Photoelectrochemical water splitting with tailored TiO2/SrTiO3@g-C3N4 heterostructure nanorod in photoelectrochemical cell

Abstract

Solar hydrogen production through water photosplitting in photoelectrochemical (PEC) cell is one of the most desirable, cost-effective and environmentally friendly processes. However, it is still suffering from the low photoconversion efficiency. A novel tailored TiO2/SrTiO3@g-C3N4 heterostructure nanorod was synthesized to investigate the photocatalytic hydrogen production under visible light condition in glycerol-based PEC cell. A series of TiO2 and TiO2/SrTiO3 nanorod were grown on F-doped SnO2 glass (FTO) substrate by hydrothermal method and then were modified using graphitic carbon nitride g-C3N4 via the chemical bath deposition technique.
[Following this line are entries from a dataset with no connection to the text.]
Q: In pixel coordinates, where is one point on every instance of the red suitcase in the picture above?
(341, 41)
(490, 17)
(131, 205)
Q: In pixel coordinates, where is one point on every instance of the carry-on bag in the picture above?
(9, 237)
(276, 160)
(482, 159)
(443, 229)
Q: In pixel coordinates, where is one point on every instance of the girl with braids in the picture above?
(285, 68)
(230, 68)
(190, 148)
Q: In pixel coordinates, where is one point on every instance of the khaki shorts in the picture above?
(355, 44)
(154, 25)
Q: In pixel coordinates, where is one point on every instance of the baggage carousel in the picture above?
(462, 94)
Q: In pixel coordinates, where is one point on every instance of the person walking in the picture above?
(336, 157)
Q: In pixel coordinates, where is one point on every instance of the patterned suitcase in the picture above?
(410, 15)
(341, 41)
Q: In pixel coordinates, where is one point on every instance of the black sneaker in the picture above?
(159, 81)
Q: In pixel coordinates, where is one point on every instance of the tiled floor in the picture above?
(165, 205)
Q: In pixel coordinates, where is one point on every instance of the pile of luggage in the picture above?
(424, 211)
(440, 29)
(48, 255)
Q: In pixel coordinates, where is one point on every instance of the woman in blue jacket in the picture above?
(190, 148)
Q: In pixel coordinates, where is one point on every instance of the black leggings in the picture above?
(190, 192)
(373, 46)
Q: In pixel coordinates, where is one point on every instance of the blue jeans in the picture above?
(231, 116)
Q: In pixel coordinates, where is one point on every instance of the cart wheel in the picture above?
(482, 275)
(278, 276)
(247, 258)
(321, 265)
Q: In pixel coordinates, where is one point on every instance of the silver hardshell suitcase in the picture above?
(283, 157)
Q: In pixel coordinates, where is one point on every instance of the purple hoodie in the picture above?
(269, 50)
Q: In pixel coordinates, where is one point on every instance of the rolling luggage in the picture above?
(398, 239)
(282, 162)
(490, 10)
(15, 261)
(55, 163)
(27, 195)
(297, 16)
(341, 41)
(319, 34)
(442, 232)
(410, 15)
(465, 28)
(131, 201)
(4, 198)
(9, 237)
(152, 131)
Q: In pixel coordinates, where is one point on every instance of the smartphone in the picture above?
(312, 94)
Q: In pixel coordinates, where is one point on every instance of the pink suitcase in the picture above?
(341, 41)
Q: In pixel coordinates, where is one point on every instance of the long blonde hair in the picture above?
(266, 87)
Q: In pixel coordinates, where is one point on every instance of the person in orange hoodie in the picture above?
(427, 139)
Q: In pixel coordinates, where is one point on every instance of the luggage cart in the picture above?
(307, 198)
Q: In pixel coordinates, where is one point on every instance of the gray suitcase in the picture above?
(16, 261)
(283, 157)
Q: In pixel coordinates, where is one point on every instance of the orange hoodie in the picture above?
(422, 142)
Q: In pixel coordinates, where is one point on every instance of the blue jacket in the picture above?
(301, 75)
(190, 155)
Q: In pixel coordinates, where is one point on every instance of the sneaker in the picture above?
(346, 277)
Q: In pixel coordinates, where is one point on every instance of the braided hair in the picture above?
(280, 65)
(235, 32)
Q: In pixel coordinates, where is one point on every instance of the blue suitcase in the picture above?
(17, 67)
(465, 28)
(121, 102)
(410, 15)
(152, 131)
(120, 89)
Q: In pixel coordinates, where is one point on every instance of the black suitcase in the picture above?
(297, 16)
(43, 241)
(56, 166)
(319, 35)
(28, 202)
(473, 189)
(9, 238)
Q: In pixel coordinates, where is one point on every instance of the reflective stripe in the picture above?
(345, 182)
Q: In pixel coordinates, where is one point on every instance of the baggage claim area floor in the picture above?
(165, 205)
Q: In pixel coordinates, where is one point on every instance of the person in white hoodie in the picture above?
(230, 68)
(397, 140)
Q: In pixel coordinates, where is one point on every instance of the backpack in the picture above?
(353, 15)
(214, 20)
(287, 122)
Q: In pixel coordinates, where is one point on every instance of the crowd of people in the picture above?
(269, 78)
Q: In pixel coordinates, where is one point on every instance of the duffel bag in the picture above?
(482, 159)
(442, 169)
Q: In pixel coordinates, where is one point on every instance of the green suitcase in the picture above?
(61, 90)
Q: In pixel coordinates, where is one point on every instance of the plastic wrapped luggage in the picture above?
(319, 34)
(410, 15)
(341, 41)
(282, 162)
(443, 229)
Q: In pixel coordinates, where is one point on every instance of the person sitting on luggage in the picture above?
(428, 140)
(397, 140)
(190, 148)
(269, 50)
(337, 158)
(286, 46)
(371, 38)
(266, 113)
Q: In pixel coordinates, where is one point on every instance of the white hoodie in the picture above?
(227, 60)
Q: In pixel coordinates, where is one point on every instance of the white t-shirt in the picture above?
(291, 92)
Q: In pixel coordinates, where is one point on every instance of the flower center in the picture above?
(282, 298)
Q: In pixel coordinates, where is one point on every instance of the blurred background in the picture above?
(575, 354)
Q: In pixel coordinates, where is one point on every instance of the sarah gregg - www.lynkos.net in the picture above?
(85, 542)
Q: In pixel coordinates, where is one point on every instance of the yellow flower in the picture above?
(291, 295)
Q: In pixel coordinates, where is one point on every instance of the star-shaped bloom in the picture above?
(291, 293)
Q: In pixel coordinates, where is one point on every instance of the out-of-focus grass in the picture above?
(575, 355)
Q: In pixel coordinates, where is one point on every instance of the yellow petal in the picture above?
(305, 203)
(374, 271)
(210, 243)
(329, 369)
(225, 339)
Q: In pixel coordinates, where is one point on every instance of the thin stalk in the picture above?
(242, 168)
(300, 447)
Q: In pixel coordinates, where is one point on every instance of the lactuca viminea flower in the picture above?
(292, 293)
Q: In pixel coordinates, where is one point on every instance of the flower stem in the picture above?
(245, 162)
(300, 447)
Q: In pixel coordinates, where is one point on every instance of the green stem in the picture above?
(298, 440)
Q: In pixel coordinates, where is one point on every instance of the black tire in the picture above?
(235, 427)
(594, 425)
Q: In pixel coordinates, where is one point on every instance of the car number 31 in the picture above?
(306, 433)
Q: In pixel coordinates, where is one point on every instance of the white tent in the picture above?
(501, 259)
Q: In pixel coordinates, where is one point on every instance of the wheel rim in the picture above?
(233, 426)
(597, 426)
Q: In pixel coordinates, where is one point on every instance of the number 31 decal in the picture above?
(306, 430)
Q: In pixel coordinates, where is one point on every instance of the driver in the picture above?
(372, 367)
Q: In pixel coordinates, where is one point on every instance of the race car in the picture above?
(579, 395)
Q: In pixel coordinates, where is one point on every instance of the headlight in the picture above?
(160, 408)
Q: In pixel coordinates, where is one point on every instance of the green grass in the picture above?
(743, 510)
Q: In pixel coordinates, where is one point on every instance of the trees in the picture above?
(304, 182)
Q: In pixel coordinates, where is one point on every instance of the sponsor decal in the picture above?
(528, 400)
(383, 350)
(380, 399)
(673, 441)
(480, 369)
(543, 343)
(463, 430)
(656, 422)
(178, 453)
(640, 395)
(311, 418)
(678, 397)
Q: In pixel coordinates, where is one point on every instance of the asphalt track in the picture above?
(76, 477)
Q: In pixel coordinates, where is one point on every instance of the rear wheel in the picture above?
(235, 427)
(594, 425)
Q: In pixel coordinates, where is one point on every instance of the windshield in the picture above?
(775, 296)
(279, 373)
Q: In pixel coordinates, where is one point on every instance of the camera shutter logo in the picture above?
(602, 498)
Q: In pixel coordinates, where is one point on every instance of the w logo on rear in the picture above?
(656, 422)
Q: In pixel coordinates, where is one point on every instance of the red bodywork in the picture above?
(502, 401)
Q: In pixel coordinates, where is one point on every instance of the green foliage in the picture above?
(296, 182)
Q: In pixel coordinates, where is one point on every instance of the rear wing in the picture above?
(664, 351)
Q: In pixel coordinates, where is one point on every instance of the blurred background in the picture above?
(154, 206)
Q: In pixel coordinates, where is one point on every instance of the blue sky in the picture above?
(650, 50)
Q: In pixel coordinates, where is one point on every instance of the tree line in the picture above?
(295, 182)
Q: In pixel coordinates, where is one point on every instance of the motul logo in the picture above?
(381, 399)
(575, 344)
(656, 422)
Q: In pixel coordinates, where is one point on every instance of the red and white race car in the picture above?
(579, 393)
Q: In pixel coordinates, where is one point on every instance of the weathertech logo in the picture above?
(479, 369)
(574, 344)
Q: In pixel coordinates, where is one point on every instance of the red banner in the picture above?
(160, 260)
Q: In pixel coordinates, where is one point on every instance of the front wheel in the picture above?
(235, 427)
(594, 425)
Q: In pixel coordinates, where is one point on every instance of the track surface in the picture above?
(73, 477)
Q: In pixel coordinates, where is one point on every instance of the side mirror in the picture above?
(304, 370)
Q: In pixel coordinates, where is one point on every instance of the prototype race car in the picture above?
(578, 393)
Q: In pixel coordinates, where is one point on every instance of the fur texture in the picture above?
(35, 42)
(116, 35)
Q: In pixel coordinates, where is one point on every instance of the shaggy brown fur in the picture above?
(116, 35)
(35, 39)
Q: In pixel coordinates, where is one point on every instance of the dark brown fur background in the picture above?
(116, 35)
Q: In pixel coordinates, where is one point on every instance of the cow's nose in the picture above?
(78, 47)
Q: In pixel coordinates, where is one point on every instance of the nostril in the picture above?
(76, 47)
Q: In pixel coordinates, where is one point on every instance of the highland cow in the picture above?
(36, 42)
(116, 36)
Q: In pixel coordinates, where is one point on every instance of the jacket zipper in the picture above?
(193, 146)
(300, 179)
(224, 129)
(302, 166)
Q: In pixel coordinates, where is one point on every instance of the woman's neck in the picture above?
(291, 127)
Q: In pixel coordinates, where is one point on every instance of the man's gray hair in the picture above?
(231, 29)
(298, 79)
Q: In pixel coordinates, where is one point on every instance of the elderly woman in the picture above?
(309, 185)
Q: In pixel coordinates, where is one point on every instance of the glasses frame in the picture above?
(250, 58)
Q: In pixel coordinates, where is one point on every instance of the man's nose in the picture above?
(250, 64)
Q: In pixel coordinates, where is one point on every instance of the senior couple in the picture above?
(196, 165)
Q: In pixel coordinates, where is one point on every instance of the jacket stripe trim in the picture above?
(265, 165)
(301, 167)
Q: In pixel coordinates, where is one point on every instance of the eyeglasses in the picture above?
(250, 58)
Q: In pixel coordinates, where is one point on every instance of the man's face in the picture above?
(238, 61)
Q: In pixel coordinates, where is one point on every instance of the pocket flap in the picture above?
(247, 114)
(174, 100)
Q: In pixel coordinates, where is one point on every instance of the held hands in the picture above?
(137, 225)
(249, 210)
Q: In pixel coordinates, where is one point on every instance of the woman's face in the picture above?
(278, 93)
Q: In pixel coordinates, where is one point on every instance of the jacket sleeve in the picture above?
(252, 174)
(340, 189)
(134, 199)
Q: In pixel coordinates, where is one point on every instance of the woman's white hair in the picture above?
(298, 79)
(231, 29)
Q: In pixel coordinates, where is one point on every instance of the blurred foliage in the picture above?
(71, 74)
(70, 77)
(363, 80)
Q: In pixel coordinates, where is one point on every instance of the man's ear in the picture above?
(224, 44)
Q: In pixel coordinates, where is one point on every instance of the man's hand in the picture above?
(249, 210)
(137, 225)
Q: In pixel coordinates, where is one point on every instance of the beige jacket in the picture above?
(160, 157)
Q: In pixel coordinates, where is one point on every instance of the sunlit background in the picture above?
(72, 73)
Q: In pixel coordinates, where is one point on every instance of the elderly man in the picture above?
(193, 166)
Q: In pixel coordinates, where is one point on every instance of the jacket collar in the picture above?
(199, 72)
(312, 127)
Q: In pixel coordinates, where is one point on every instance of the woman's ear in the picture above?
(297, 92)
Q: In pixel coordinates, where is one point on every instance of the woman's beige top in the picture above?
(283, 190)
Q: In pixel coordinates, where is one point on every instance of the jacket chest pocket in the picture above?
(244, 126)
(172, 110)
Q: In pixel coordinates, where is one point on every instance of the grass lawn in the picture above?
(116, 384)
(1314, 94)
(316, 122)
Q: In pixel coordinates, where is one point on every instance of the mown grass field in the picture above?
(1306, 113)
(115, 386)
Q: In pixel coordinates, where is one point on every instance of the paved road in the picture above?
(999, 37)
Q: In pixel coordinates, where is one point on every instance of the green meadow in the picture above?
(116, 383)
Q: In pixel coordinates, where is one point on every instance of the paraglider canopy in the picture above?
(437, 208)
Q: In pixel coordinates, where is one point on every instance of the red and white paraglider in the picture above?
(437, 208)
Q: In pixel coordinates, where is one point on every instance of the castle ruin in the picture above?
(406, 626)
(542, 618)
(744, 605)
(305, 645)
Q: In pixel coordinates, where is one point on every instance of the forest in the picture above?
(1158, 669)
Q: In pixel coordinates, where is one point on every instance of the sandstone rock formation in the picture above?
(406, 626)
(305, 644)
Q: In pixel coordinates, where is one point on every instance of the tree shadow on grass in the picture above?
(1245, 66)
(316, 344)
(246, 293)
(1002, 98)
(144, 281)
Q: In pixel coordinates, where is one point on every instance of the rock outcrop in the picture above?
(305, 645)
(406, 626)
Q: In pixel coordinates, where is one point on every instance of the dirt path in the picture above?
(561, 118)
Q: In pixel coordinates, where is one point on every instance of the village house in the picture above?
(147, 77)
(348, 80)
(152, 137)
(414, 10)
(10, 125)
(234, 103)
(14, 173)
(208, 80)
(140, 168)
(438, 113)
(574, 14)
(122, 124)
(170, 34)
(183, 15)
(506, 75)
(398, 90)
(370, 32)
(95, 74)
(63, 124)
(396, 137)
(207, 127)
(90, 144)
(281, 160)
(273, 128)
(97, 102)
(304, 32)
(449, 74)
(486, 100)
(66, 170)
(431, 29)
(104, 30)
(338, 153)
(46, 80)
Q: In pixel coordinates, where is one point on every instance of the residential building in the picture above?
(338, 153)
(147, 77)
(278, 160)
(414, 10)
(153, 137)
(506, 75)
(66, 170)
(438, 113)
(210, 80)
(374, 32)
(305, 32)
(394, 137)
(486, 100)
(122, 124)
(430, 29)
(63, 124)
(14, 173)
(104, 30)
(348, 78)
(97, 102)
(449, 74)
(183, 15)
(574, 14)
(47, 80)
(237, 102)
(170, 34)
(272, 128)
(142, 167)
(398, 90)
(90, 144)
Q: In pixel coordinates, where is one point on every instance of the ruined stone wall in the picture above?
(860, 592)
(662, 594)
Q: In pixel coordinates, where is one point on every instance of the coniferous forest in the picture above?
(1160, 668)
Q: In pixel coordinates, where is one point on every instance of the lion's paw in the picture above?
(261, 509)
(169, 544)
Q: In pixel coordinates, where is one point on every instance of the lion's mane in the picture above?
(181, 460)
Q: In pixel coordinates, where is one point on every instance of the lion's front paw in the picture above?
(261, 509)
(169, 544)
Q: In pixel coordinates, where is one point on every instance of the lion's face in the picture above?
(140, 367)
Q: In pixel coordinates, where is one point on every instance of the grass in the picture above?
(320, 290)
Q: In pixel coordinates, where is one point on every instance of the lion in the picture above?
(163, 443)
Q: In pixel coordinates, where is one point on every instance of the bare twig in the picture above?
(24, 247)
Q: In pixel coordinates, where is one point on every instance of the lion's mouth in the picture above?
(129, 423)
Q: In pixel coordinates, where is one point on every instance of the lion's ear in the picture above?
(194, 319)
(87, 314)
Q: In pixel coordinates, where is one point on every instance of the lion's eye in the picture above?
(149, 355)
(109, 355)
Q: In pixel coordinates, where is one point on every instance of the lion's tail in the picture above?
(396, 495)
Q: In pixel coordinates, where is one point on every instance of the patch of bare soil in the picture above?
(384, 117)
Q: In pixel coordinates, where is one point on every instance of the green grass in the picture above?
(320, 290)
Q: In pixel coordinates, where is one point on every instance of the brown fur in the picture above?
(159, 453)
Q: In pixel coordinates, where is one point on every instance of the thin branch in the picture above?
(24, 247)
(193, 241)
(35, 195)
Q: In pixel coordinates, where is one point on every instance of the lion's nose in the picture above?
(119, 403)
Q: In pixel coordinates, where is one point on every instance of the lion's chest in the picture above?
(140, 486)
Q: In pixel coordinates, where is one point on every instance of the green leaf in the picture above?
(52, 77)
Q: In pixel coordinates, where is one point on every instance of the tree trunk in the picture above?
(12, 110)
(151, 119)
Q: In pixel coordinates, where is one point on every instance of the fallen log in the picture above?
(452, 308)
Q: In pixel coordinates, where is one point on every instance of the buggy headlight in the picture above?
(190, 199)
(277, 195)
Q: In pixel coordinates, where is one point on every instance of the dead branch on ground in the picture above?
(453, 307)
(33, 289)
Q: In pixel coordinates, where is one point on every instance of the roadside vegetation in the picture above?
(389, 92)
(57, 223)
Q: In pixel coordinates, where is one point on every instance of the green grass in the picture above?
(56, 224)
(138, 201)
The samples were characterized using X-ray diffraction (XRD), field-emission scanning electron microscopy (FESEM), high-resolution transmission electron microscopy (HRTEM), diffuse reflectance UV–Vis spectroscopy (DR-UV–Vis), and Fourier transform infrared (FTIR) to explore the physicochemical properties of the prepared photocatalysts. The prepared TiO2/SrTiO3@g-C3N4 served as the efficient photoanode with maximum produced hydrogen of 73 μmol/cm2 compared to others. This photocatalyst had more uniformed structures and shifted more absorbance to the visible region as presented in FESEM and DR-UV–Vis. Therefore, high performance of this photocatalyst can be ascribed to the close interfacial connections between g-C3N4 and TiO2/SrTiO3 where the photo-generated electron and holes were effectively separated.